02/06/2026
La festa del 2 giugno Festeggiamo il 2 giugno, Festa della Repubblica, sapendo che è una delle date più importanti della nostra storia. Ottant'anni fa, nel 1946, gli italiani e le italiane furono chiamati a scegliere il futuro del nostro Paese dopo gli anni drammatici della guerra e della dittatura. Ma quella consultazione non fu importante soltanto perché segnò la nascita della Repubblica: fu anche la prima volta in cui le donne italiane poterono votare ed essere votate.
La storia ci dice che il 1° febbraio 1945, con un decreto legislativo luogotenenziale, fu concesso il suffragio universale alle donne. Erano escluse le minori di 21 anni e le pr******te. Bisogna tuttavia arrivare al marzo del 1946 perché le donne potessero essere anche elette.
Quel 2 giugno 1946, al referendum istituzionale, votarono 24.946.878 italiani e italiane su 28.005.449 aventi diritto. Furono 12.998.131 le donne che entrarono nelle cabine elettorali non come spettatrici della vita pubblica, ma come protagoniste della democrazia. Quel semplice gesto, apparentemente ordinario, rappresentò invece una conquista storica di libertà, dignità e uguaglianza: un passaggio che segnò l'affermazione di un nuovo protagonismo femminile.
Furono elette 21 donne all'Assemblea Costituente: nove comuniste, nove democristiane, due socialiste e una del Fronte dell'Uomo Qualunque. Quattordici di loro erano laureate, ma tutte portarono nella Costituzione e nelle istituzioni temi fondamentali come la parità, la tutela della famiglia, il diritto al lavoro e l'istruzione.
Alle elezioni amministrative della primavera del 1946 furono inoltre elette circa 2.000 consigliere comunali.
Le donne italiane avevano già dimostrato, negli anni difficili della guerra e della Resistenza, coraggio, responsabilità e spirito di sacrificio. Avevano lavorato, sostenuto le famiglie, aiutato le comunità e partecipato alla lotta per la libertà. Con il diritto di voto venne finalmente riconosciuto ciò che era evidente: senza le donne non può esistere una democrazia piena.
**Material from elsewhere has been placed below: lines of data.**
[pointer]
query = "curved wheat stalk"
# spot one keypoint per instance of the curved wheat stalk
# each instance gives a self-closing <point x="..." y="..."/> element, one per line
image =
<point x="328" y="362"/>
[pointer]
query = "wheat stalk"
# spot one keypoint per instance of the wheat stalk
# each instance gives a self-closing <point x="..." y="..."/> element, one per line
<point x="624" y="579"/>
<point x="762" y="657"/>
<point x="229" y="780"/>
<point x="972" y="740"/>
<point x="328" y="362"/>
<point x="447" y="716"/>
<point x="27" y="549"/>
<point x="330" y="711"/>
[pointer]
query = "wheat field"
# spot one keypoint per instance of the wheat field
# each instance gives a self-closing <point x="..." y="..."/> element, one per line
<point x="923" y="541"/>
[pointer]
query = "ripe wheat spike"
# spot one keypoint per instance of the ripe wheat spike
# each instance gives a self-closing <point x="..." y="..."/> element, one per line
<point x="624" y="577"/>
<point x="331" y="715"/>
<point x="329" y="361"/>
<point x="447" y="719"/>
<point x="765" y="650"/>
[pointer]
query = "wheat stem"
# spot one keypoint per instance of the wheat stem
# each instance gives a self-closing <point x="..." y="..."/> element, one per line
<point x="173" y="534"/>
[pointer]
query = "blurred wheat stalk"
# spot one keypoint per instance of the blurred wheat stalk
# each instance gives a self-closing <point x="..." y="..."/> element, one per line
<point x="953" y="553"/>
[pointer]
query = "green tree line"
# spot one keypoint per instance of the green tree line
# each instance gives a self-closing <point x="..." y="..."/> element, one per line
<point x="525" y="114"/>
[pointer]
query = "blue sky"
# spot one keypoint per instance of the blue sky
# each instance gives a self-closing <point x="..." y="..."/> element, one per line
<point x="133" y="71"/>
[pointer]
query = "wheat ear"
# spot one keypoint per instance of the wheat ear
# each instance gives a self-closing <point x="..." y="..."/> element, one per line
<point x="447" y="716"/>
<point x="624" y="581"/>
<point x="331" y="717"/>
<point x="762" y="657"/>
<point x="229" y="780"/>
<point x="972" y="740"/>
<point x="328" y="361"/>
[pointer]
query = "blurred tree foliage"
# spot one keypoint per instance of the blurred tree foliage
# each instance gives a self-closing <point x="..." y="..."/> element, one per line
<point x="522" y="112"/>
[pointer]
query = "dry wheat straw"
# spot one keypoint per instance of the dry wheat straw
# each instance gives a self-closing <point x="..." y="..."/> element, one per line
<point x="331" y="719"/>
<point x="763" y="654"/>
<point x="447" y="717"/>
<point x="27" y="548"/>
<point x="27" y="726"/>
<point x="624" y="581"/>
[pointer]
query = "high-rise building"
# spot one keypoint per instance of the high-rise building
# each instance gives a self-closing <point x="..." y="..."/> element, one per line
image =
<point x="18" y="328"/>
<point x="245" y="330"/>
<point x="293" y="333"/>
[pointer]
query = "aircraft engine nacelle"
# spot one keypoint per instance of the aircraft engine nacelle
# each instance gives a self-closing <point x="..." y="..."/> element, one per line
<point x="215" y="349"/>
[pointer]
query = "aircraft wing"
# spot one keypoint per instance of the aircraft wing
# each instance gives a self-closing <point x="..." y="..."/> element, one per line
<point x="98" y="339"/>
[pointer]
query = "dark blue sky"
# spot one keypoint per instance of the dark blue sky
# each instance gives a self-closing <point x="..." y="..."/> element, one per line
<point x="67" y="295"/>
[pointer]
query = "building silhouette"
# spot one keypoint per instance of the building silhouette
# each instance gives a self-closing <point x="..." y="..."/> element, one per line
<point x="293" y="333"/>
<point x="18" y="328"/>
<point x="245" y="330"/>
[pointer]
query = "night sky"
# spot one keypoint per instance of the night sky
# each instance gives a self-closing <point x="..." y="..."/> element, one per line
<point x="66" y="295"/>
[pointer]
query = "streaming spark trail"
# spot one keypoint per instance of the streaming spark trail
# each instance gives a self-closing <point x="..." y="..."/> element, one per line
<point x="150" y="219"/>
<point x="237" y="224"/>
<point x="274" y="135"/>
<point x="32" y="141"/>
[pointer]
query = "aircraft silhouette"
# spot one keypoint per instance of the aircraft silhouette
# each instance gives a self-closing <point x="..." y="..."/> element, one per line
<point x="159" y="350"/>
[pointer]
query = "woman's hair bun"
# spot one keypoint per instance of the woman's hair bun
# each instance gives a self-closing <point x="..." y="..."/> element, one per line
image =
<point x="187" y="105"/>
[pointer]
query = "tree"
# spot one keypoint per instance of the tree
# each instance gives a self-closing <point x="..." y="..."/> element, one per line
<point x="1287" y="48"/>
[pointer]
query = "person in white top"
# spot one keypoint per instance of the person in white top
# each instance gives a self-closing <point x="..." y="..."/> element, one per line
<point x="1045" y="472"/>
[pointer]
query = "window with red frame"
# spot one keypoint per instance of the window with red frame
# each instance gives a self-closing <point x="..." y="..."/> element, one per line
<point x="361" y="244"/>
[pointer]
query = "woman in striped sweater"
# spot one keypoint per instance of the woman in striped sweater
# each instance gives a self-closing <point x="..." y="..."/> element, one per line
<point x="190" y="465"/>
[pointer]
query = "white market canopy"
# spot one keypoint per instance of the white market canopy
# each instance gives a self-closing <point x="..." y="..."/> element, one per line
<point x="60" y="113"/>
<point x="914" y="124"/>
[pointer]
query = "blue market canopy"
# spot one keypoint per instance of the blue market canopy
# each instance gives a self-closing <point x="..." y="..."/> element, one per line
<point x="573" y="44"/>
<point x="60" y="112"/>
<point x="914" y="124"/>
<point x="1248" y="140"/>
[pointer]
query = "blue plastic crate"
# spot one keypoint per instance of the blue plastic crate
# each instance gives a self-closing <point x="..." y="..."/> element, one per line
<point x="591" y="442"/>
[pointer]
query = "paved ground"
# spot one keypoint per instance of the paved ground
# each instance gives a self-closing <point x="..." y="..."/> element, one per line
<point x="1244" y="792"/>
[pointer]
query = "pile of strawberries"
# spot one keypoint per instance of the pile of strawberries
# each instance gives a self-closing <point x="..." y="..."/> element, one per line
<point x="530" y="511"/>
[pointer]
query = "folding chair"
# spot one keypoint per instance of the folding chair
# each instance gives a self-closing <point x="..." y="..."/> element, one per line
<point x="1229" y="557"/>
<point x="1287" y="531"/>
Ma celebrare il passato non basta. La memoria ha valore solo se ci aiuta a costruire il presente e il futuro. A ottant'anni da quella conquista, il diritto di voto ci ricorda che la partecipazione è il cuore della democrazia. Ogni volta che una cittadina o un cittadino sceglie di votare, di impegnarsi, di informarsi e di partecipare alla vita civile, rinnova lo spirito di quel 2 giugno.
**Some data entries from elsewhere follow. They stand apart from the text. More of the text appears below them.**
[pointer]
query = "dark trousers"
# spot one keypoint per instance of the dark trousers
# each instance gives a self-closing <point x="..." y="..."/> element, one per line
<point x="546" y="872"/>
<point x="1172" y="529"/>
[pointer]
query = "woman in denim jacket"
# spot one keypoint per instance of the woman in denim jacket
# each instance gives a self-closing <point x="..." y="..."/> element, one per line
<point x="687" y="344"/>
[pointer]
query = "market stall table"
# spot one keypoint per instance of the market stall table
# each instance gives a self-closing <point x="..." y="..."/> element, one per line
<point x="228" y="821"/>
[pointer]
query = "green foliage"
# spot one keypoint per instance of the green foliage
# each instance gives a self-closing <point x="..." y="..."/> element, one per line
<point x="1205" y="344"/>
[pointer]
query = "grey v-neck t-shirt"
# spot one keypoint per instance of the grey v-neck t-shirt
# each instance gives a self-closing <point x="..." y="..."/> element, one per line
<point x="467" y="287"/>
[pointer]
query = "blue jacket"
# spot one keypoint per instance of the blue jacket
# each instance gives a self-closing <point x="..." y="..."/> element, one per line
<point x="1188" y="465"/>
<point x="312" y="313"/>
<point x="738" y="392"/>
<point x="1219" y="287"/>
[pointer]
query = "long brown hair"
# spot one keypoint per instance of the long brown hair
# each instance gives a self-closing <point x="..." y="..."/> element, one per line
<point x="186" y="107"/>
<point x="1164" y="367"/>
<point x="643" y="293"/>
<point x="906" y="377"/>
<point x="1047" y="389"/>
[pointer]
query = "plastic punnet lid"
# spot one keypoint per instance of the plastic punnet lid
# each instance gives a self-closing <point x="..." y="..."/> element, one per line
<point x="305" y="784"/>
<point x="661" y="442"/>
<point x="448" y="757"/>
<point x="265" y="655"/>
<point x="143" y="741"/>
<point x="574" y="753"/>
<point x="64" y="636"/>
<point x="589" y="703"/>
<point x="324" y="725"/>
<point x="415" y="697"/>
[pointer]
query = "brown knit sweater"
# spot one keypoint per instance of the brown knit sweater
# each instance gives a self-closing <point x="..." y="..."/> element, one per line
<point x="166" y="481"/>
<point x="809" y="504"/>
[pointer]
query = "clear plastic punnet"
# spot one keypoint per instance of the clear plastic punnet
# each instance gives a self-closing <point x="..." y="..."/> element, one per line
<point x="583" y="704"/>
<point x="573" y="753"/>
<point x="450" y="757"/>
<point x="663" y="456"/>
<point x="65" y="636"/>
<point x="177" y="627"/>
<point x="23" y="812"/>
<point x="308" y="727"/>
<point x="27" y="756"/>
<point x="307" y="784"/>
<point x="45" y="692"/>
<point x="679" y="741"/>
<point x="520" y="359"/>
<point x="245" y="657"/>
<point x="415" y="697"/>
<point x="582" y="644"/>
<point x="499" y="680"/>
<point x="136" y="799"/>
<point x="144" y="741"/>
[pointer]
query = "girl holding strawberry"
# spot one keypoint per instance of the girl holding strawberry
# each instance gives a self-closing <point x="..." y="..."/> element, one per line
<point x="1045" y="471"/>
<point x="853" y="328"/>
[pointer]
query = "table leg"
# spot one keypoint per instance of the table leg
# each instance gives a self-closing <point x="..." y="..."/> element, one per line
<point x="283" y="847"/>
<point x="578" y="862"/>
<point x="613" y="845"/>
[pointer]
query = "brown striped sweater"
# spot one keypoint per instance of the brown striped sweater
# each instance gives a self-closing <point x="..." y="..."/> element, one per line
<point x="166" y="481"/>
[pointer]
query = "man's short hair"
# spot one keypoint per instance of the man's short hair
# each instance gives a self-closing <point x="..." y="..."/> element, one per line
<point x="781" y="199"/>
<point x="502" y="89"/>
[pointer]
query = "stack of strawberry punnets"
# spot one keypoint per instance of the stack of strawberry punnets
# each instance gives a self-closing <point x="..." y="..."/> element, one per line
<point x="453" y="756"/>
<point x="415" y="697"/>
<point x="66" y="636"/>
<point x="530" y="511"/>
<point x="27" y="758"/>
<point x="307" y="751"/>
Noi oggi abbiamo il dovere di trasmettere soprattutto ai più giovani il valore della libertà, dell'uguaglianza e della responsabilità, perché i diritti che possediamo non sono mai scontati: sono sempre il frutto di battaglie civili e di scelte coraggiose.
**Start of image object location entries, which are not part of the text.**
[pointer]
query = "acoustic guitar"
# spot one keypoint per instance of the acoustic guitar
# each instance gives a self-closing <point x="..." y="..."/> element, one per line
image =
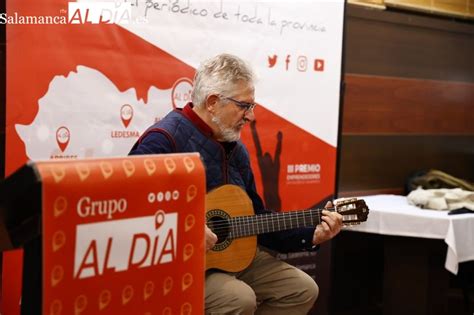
<point x="230" y="215"/>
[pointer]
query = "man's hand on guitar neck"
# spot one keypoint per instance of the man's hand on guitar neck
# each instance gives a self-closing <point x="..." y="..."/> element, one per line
<point x="211" y="239"/>
<point x="331" y="224"/>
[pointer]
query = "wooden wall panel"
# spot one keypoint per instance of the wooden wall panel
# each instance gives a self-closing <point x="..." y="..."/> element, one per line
<point x="387" y="105"/>
<point x="381" y="163"/>
<point x="405" y="45"/>
<point x="408" y="101"/>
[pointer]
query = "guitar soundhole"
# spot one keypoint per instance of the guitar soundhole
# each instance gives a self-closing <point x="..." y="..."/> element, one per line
<point x="218" y="222"/>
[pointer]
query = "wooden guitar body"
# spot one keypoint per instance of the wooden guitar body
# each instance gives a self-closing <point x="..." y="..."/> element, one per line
<point x="230" y="215"/>
<point x="232" y="255"/>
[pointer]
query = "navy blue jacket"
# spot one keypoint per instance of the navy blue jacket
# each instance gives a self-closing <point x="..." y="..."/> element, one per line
<point x="225" y="163"/>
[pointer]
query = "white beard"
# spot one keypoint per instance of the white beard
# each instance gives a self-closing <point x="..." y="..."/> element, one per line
<point x="227" y="134"/>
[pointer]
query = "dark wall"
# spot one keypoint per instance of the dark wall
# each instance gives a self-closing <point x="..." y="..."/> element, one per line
<point x="409" y="99"/>
<point x="3" y="49"/>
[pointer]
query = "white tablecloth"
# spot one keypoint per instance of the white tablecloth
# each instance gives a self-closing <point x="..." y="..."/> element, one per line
<point x="392" y="215"/>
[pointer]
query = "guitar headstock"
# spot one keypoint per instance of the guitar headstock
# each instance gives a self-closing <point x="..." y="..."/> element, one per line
<point x="353" y="210"/>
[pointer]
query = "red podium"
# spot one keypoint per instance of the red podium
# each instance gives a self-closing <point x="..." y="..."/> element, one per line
<point x="109" y="236"/>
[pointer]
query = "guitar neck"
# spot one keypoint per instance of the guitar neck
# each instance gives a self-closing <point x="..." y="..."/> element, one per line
<point x="266" y="223"/>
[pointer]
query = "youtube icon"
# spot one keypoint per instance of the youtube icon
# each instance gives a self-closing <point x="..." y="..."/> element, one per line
<point x="318" y="64"/>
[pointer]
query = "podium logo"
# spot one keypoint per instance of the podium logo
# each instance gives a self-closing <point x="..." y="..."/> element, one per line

Celebriamo dunque la Repubblica, ma celebriamo anche il cammino delle donne italiane verso la piena cittadinanza. La storia delle pari opportunità è una storia che ancora oggi stiamo scrivendo. È importante che il ricordo di quel primo voto delle donne sia per tutti noi un esempio di partecipazione, di coraggio e di fiducia nella democrazia.
Viva le donne che hanno aperto la strada. Viva la Costituzione. Viva la Repubblica Italiana.
Conferenza Provinciale Donne Democratiche.